Artista baiana radicada em BH interpreta repertório autoral que inclui músicas de seu trabalho de estreia, lançado em setembro
A poeta, cantora e musicista Coral refaz a si própria ao cantar: “deixa o sol curar, Xangô / bota fogo ni mim”. Nessa antítese sobre o viver, em ode plena aos renascimentos, Coral informa a quem a ouve que não pretende se reconhecer em um conceito, um juízo, um cartaz, um som, uma cidade, apenas.
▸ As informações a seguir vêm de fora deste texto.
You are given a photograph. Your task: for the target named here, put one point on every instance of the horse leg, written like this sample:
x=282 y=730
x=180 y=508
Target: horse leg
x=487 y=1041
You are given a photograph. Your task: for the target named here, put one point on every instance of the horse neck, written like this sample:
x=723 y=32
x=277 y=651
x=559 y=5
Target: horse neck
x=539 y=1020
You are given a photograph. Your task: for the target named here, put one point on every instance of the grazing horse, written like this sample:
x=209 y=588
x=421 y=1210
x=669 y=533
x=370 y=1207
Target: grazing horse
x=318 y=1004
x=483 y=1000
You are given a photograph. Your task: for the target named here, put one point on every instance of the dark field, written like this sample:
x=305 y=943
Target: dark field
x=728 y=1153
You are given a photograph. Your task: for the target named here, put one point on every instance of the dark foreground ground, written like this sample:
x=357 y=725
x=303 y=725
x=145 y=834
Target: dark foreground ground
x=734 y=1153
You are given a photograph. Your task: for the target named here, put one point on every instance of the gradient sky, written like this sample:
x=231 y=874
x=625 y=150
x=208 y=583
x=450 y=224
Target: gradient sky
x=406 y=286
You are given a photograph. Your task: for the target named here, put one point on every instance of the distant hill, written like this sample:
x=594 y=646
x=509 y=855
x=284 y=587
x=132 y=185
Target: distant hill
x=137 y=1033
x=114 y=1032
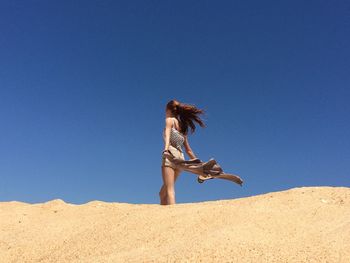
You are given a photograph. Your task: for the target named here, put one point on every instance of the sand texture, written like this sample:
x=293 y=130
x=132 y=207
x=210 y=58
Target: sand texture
x=304 y=224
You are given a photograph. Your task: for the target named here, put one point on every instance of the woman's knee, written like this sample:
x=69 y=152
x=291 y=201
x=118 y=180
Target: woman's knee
x=170 y=191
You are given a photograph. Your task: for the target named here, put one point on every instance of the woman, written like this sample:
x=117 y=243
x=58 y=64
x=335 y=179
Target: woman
x=178 y=118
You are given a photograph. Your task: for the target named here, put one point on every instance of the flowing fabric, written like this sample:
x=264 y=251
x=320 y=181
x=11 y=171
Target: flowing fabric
x=204 y=170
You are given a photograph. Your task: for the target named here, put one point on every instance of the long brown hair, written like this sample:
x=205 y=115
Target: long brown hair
x=186 y=114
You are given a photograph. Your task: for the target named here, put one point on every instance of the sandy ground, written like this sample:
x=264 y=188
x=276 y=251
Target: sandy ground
x=305 y=224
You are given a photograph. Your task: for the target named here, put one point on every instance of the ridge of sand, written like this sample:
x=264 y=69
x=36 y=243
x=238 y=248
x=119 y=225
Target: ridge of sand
x=302 y=224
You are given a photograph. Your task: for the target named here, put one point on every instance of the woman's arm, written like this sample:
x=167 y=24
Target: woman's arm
x=168 y=124
x=188 y=149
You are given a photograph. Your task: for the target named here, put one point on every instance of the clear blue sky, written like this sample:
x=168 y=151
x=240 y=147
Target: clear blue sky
x=83 y=86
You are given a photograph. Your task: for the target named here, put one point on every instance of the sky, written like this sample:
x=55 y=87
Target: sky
x=84 y=84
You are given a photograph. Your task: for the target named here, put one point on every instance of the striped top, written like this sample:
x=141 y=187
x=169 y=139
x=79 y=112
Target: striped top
x=177 y=139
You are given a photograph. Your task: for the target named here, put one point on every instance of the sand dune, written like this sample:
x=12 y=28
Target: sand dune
x=305 y=224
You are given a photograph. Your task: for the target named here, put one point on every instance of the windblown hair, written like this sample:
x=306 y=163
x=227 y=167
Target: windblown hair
x=186 y=114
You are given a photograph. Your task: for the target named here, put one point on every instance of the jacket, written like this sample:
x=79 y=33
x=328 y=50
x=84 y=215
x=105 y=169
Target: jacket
x=204 y=170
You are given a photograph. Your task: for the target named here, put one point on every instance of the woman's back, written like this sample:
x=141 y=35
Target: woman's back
x=176 y=137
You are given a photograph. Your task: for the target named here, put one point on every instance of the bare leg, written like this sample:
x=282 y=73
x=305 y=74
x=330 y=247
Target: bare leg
x=163 y=189
x=168 y=189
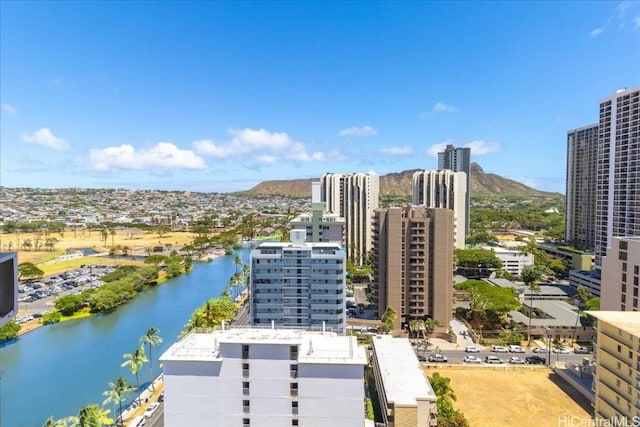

Múltipla em suas criações, depois de estrear com o EP “Carne” (2021), com quatro músicas conduzidas por uma apurada e desconcertante veia poética, a artista baiana radicada em Belo Horizonte mostra o vigoroso repertório autoral, em cinco shows em São Paulo e Brasília, no formato de voz e violão.
Essas serão as primeiras aparições de Coral com a presença de público, após quase dois anos de afastamento dos palcos, devido às necessárias restrições de prevenção à covid-19. A estreia acontece na capital federal, nesta quarta-feira, dia 10, em um show no Cine Brasília, como uma das homenageadas do Distrito Drag, coletivo brasiliense responsável por promover o Prêmio Jorge Lafond de Arte e Cultura LGBT, que reconhece a importância de artistas, políticos, comunicadores e outras personalidades na luta por equidade, diversidade, respeito e inclusão.
Depois, serão quatro apresentações em São Paulo, no Teatro da Rotina, dia 13, e no Espaço de Passos, dia 14, além de duas datas no Galeria Café, dias 17 e 18. Essa miniturnê pela terra da garoa será a primeira vez de Coral na capital paulista, apresentando os universos cosmopolitas de suas canções, que ganham balanço radiofônico com as combinações de beats, violões e até sanfonas.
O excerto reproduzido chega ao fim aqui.